The hospitality trade body said the scheme was “not fit for purpose” and has been marred by “insufficient preparation”, coupled with a leadership contest following first minister Nicola Sturgeon’s resignation this month (February).
Leon Thompson, UK Hospitality Scotland executive director, stated: “Finally, common sense is prevailing in Holyrood as the complexity and devastating impact of the deposit return scheme becomes glaringly evident.
“The flawed model, complexity and burdens of the scheme will put unnecessary pressure on both businesses and consumers, who are all struggling with the cost-of-living crisis.
“These cast-iron facts, alongside concerns around how it could impact trading with the rest of the UK, necessitate an immediate halt to the scheme’s introduction and I am calling on all leadership candidates to commit to pausing and then ordering a full review of this now discredited scheme.”
On 16 August 2023, Scotland is due to become the first country in the UK to implement a DRS. Consumers will have to pay a 20p deposit when buying a drink in a single-use container made from plastic, glass, steel or aluminium, sized between 50ml and three litres.
The 20p deposit is refundable by the drink’s producer when the container is returned for recycling to one of 30,000-plus centres across the country.
Producers have until 28 February 2023 to register with the scheme.
“With all nations in the UK planning to introduce a deposit return scheme, we need to see a UK-wide scheme that works for businesses and consumers, as well as all our sustainability and net zero goals,” Thompson added.

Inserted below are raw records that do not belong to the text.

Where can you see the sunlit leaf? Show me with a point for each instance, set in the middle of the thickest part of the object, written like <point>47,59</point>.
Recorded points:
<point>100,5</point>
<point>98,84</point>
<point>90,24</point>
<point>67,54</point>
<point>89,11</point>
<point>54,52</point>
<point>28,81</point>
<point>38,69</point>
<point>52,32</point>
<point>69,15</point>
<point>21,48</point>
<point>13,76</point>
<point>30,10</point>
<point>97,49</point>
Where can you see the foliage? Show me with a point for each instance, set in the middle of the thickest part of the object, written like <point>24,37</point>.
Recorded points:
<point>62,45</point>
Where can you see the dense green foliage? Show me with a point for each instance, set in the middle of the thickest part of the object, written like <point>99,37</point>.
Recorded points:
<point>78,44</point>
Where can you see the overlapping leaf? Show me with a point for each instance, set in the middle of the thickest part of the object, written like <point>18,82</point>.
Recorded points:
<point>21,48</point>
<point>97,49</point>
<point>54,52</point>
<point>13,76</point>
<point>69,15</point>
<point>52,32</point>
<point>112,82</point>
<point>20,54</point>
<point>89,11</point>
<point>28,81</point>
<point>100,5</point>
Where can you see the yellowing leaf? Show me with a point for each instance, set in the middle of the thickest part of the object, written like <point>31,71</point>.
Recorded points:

“Hospitality businesses are not against a scheme, but they want one that takes account of the excellent rates of recycling across our sector and targets resources where DRS can make a difference to littering and sustainability targets. The current iteration does none of that which is why a full review is now essential.”
Speaking to The Spirits Business earlier this month, the chief executive of the Scotch Whisky Association said the industry needed greater clarity about the scheme. He also cautioned that a delayed but successful DRS would be far more beneficial than a rushed DRS that would fail.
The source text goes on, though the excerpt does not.